I'm not sure that I've identified all of the constraints. I can't seem to determine what the 2-variable equation should be (ie, x + y = z). Here's the problem statement:
To make one package of all-beef hot dogs, a manufacturer uses 1lb of beef. To make one package of regular hot dogs, the manufacturer uses 1/2 lb of each beef and pork. The profit on the all-beef hot dogs is $0.45 per pack and the profit on the regular hot dogs is $0.35 per pack. There are 300 lbs of beef and 200 lbs of pork. List the constraints. Determine the objective function.

Trying to maximize profit - P = 45x + 35y.
So far, the constraints I've got are:

100 <= x <= 300
0 <= y <= 400

x is the pkgs of beef hot dogs, y is the pkgs of regular hot dogs.

 

[mmm4444bot]

I can't seem to determine what the 2-variable equation should be (ie, x + y = z).

Your example equation appears to contain three variables: x, y, and z.

You must be trying to say something else.


100 <= x <= 300 This needs adjusting.


0 <= y <= 400 This looks okay.


x is the pkgs of beef hot dogs, y is the pkgs of regular hot dogs. We can improve this wording.

x = the number of all-beef packages produced

y = the number of regular packages produced


Trying to maximize profit - P = 45x + 35y This is not the correct expression for profit.

The dollar amounts are wrong; use the same dollar amounts provided in the exercise.

NOTE: When typing equations, it's not a good idea to preface them with a hyphen.

Some people might read - P to mean the opposite of P. It's better to type each equation on its own line without punctuation marks or English phrases.

One constraint is the volume of beef; there is no more than 300 pounds available.

Each all-beef package accounts for 1 pound of beef:

(1)(x) = pounds of beef used in x packages of all-beef product

Each regular package accounts for 1/2 pound of beef:

(1/2)(y) = pounds of beef used in y packages of regular product.

Therefore, the total amount of beef used in both products is: x + 1/2 y

x + 1/2 y < 300

It appears that you already arrived at the inequality representing the pork constraint.

0x + 1/2 y < 200

In linear-programming exercises, I don't often see compound inequalities written.

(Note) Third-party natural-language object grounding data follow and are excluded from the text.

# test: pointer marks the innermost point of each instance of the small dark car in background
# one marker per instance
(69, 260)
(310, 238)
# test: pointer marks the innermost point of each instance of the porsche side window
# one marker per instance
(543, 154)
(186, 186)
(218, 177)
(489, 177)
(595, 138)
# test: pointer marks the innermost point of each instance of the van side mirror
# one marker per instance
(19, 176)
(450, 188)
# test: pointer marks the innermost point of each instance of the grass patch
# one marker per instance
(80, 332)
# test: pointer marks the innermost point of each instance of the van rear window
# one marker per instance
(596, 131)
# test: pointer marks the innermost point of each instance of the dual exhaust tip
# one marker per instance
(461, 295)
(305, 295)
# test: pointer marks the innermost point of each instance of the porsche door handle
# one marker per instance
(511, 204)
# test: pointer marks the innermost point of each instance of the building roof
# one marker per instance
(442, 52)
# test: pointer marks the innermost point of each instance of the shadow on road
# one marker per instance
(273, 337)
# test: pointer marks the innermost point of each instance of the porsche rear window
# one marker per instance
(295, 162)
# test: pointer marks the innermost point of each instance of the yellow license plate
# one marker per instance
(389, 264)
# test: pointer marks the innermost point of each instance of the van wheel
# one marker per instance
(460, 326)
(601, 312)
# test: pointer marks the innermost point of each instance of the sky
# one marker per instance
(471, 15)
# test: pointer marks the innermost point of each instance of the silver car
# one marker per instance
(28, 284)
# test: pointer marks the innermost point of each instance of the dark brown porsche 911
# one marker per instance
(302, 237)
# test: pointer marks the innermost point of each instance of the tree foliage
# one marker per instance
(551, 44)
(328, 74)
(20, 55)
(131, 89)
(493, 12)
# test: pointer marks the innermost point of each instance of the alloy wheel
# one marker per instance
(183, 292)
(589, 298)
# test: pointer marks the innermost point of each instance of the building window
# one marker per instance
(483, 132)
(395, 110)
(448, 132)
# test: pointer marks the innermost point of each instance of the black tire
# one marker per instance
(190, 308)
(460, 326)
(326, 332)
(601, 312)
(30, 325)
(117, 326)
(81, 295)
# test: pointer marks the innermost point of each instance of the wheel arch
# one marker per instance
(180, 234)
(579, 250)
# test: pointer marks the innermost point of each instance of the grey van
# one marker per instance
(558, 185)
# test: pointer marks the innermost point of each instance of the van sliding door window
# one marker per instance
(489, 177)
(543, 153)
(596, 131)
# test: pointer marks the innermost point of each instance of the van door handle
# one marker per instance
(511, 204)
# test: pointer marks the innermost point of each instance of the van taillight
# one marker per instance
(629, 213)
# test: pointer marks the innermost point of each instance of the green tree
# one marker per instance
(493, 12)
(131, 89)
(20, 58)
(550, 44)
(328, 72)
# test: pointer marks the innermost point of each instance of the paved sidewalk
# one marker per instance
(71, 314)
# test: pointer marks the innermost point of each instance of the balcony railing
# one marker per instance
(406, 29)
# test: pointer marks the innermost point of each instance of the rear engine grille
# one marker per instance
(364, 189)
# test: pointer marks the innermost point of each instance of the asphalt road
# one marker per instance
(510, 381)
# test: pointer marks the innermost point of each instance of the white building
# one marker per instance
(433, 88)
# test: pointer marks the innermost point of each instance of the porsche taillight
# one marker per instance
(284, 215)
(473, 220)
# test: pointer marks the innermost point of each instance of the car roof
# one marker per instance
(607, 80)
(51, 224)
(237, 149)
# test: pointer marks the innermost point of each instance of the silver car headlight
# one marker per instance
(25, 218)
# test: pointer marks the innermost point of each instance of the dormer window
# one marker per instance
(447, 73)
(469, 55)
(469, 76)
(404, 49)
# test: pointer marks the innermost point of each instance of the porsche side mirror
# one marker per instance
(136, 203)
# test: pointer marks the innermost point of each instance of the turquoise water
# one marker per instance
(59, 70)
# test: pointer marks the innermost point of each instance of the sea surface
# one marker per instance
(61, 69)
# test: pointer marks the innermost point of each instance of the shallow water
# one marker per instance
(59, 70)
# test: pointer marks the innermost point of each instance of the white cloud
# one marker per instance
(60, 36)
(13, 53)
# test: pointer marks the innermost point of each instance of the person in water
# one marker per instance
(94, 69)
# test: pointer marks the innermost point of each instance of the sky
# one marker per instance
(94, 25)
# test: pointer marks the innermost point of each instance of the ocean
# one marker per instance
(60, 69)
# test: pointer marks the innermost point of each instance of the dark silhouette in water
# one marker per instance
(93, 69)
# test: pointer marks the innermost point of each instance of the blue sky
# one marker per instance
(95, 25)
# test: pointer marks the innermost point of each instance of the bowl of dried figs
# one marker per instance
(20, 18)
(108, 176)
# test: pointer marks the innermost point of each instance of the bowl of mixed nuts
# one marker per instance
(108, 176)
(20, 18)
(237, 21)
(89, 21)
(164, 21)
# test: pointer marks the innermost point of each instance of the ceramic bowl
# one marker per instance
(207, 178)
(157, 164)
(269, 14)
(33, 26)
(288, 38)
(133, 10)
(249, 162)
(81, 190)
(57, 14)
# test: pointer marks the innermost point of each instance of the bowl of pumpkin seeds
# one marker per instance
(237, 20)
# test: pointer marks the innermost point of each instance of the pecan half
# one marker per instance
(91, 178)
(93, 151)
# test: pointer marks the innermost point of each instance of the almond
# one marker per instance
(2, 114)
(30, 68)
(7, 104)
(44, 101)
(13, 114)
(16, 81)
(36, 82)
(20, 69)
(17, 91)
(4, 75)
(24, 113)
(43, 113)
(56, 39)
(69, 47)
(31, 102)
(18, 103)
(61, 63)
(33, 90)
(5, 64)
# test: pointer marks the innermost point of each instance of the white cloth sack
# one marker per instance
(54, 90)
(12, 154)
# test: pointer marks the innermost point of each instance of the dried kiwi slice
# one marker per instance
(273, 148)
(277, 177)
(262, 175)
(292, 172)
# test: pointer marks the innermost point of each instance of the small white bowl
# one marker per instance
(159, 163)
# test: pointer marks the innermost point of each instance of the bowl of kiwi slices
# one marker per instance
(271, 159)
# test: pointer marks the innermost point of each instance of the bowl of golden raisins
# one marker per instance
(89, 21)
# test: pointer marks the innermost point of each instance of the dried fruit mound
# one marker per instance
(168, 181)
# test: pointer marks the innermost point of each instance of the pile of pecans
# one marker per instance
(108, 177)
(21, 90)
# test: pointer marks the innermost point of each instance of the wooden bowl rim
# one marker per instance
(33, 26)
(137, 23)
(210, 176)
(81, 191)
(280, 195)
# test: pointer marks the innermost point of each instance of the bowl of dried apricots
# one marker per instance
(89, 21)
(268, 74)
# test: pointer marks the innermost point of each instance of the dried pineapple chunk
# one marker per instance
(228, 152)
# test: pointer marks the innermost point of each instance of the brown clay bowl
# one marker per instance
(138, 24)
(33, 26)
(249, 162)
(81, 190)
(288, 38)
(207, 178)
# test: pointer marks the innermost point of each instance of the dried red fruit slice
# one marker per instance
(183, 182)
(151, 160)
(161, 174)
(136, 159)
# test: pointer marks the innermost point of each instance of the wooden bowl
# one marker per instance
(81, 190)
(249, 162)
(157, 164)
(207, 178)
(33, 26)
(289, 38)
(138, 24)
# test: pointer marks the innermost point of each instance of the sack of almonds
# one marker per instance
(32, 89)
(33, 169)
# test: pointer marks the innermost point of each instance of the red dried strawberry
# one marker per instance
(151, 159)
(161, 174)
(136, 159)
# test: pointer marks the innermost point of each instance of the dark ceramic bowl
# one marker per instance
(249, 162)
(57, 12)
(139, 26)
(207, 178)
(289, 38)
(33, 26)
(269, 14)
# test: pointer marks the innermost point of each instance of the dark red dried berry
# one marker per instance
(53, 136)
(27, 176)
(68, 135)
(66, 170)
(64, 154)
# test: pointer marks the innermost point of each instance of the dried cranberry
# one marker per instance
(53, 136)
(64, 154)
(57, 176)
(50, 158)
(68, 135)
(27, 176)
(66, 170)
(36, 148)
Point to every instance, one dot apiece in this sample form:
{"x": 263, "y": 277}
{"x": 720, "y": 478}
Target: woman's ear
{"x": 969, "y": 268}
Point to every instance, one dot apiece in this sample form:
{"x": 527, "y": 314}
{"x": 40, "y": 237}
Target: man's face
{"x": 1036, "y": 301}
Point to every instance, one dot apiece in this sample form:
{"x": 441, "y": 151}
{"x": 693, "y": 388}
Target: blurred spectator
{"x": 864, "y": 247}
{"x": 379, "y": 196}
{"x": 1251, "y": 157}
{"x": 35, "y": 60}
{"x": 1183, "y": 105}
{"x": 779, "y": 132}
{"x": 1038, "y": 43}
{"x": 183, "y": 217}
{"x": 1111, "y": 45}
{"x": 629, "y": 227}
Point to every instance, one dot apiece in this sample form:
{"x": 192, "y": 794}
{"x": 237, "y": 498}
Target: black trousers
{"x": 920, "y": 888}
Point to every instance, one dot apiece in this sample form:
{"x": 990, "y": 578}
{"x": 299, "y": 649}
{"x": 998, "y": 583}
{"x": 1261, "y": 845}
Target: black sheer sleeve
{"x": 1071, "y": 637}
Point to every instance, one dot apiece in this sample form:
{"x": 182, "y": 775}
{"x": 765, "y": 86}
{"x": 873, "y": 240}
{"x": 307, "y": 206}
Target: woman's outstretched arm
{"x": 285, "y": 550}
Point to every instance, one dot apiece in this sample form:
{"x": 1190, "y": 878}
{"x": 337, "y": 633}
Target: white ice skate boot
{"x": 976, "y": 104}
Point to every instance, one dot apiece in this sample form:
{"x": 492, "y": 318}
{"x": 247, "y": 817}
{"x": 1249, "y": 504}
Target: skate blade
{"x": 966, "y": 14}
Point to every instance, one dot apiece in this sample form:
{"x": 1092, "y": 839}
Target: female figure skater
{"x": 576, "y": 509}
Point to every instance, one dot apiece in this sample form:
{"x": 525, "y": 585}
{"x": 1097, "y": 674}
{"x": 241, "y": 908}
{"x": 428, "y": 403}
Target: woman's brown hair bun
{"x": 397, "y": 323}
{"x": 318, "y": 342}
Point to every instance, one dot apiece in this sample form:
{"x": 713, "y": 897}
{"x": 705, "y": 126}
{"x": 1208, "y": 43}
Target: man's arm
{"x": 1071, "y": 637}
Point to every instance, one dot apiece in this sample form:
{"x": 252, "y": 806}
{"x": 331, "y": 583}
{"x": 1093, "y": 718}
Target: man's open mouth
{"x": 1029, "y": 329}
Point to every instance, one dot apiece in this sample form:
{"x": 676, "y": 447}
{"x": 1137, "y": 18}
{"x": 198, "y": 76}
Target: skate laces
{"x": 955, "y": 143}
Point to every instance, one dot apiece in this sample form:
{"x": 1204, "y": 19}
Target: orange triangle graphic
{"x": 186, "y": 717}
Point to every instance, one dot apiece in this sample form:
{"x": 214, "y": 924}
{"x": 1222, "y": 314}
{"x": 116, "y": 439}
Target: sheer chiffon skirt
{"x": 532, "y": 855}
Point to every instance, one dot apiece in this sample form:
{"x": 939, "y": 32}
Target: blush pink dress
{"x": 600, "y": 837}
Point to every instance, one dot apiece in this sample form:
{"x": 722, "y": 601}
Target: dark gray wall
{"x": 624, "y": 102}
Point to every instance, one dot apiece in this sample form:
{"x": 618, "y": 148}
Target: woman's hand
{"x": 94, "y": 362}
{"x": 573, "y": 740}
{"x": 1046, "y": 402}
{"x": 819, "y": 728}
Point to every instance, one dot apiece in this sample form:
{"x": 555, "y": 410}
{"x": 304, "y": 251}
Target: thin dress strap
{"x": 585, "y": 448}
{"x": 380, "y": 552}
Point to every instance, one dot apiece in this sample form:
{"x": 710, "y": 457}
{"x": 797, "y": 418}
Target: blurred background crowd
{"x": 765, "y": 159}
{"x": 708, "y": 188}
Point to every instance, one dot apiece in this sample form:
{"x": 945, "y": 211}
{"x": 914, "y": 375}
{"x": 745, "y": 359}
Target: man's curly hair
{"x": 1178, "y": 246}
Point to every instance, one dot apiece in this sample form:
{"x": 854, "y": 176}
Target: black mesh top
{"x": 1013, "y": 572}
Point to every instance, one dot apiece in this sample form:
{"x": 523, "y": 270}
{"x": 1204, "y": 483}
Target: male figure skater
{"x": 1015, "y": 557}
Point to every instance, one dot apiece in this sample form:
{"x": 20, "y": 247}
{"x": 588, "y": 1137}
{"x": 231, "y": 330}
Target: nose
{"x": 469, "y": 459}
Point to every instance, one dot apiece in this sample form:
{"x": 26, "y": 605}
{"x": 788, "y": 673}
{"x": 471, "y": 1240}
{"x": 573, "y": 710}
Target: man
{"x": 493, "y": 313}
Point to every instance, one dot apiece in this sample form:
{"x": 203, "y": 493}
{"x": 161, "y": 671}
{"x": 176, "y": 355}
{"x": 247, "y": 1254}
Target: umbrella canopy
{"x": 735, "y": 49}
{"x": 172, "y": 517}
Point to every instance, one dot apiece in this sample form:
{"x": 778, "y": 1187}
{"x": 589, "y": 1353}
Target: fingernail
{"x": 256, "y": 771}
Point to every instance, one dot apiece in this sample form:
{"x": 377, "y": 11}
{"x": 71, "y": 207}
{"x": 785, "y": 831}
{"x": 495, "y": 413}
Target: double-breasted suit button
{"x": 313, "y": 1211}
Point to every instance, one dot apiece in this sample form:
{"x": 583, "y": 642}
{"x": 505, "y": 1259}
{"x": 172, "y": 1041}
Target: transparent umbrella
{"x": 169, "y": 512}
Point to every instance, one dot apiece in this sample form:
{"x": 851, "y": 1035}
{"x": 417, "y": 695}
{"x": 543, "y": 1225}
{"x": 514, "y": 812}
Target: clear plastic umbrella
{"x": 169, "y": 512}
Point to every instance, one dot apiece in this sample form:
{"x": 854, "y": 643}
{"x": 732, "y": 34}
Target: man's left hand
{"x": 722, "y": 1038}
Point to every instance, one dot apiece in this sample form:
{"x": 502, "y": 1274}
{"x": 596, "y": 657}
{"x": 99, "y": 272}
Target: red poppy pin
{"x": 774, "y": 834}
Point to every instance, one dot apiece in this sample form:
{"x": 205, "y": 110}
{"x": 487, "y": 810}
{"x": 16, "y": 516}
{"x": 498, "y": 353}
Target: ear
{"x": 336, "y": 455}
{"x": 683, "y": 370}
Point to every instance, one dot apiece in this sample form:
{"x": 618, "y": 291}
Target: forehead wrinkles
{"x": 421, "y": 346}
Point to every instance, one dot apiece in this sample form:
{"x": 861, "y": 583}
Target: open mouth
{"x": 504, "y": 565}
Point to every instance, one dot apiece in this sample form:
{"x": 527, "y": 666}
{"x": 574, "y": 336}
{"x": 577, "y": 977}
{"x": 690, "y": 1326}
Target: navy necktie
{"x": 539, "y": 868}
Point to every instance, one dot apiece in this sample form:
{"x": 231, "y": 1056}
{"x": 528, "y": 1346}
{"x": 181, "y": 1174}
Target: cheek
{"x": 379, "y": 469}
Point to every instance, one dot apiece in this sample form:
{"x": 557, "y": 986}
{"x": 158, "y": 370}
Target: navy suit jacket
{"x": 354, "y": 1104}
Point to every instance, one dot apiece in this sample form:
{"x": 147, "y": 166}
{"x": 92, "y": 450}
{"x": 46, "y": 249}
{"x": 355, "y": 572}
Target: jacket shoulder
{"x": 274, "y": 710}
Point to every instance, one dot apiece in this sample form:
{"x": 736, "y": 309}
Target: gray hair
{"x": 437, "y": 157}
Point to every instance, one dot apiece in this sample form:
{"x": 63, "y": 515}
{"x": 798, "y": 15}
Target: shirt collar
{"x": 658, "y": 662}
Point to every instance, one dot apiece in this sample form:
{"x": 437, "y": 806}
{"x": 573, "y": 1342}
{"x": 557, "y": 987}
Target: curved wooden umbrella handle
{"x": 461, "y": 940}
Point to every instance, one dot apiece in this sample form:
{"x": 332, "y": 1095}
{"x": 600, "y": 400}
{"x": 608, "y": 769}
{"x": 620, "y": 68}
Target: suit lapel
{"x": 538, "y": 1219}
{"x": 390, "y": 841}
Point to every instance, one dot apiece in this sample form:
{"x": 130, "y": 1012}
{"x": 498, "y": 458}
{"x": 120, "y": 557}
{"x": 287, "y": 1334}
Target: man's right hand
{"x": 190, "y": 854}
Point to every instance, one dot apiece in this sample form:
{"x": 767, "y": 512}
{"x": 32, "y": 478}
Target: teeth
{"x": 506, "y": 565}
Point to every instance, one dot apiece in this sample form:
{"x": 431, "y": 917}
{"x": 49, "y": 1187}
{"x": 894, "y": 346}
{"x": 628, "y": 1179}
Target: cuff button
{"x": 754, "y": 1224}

I would have stated four separate inequalities:

x > 0

y > 0

x + 1/2 y < 300

1/2 y < 200

These four inequalities form a system, and the graph of this system's solution set is a four-sided shaded region, where the maximum profit is realized at one of the four vertex points.

This exercise does not ask for solution values for x and y (i.e., the specific pair of values which maximize profit), so you do not need to graph the four lines.

Perhaps, your class is taking a different approach.

If you're supposed to write the bounds on x (like you did for y), then you'll need to find the x-intercept of the following line because that's the largest x without y going negative.

x + 1/2 y = 300

Thank you for showing your work.

Cheers ~ Mark

MY EDITS: Deleted comments pertaining to finding an actual solution; I initially misread the given instructions. Also, I tried to reduce the verbosity of my prose.

 

[galactus]

The objective function is to maximize profit.

\(\displaystyle z=.45x+.35y\)

The constraints are

\(\displaystyle x+\frac{1}{2}y\leq 300\)

\(\displaystyle \frac{1}{2}y\leq 200\)

I ran this through Excel Solver and got a solution. Is that what you're using?.

 

[TLamb]

Thank you so much for the quick response.
If x is the number of all-beef packages, and y is the number of regular packages, how to you arrive at x + 1/2y <= 300?

 

[TLamb]

Forget last reply - I got it! Thanks again for your help.